La tecnología y el tiempo nos han devuelto al mundo más o menos normal en el que el dibujo animado tiene su propia poética. Lejos está aquel fúnebre 2004 donde Garfield, el gato perezoso y obeso creado por Jim Davis, intentó ser animación realista entre actores de carne y hueso y con la voz de (digno, a pesar de todo) Bill Murray. Después de secuelas y otras animaciones hechas a las apuradas, llegó la película que podría hacerse hoy sobre el personaje. Garfield: fuera de casa tiene lo suyo y funciona bien, el espectador se divertirá de acuerdo con lo que su humor le dicte. Hay buenos gags, pero la mayoría depende, justamente, del diseño.

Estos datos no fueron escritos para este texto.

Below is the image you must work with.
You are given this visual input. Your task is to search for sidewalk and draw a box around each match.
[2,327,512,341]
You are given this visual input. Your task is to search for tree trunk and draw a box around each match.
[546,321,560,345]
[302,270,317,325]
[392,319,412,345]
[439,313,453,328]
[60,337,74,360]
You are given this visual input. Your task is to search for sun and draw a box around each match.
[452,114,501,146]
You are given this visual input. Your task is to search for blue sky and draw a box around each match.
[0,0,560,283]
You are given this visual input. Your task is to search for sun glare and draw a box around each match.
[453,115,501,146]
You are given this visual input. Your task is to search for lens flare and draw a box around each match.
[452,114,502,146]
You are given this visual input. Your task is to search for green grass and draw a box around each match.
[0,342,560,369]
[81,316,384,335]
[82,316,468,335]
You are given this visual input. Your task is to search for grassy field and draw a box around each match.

Este es en parte un film de origen: vemos cómo el pequeñísimo Garfield encuentra a Jon, que será su amo, cómo mucho después -ya convertido en el gato que conocemos- se reencuentra con su verdadero padre, y cómo esto lleva a una aventura que implica un viaje. Coloca, pues, al personaje fuera del ambiente que le conocemos: no hay personaje más dueño de su propia casa que esta enorme bola de pelos. El tema es, en realidad, triste: la reconciliación de un hijo con un padre al que desconoce. En ciertos momentos, esto funciona bien y hasta conmueve; en otros, la necesidad del gag diluye el efecto. La rareza de la película consiste en el deseo de combinar una buena historia con cierta densidad y respetar no solo el diseño de personajes que creó Jim Davis -eso es preciso, calco de hecho- sino también la manera gráfica de representar las acciones. Los momentos más cómicos tienen que ver, justamente, con lo repentino, el montaje, los gestos apresurados y ridículos que son el alma de la tira y aquí se combinan con la mejor tradición del cartoon estadounidense. Son esos momentos los que generan algo más que un simple cuento para toda la familia llevado adelante con tecnología y brío.
Con el tiempo justo
El realizador Mark Dindal ha realizado, hace dos décadas y pico, una genialidad para Disney, Las locuras del emperador. Pero también le ha tocado hacer la peor película animada de la firma, Chicken Little. Sin embargo, en ambas demostró que su poder está en la caricatura y probablemente tal sea el motivo por el que es el adecuado para Garfield, que siempre fue una sátira de la vida suburbana desde los ojos más perezosos posibles. La obligación de llevar la acción a un “afuera” obliga a crear situaciones y, al mismo tiempo, respetar las reglas del personaje. Tal fin está logrado, y si la película -sin descollar- cumple con el contrato de divertir al espectador y proveerlo de emociones, es porque Dindal posee la precisión necesaria para que los movimientos y las escenas tengan el tiempo justo en pantalla. La comedia, se sabe, es cuestión de timing.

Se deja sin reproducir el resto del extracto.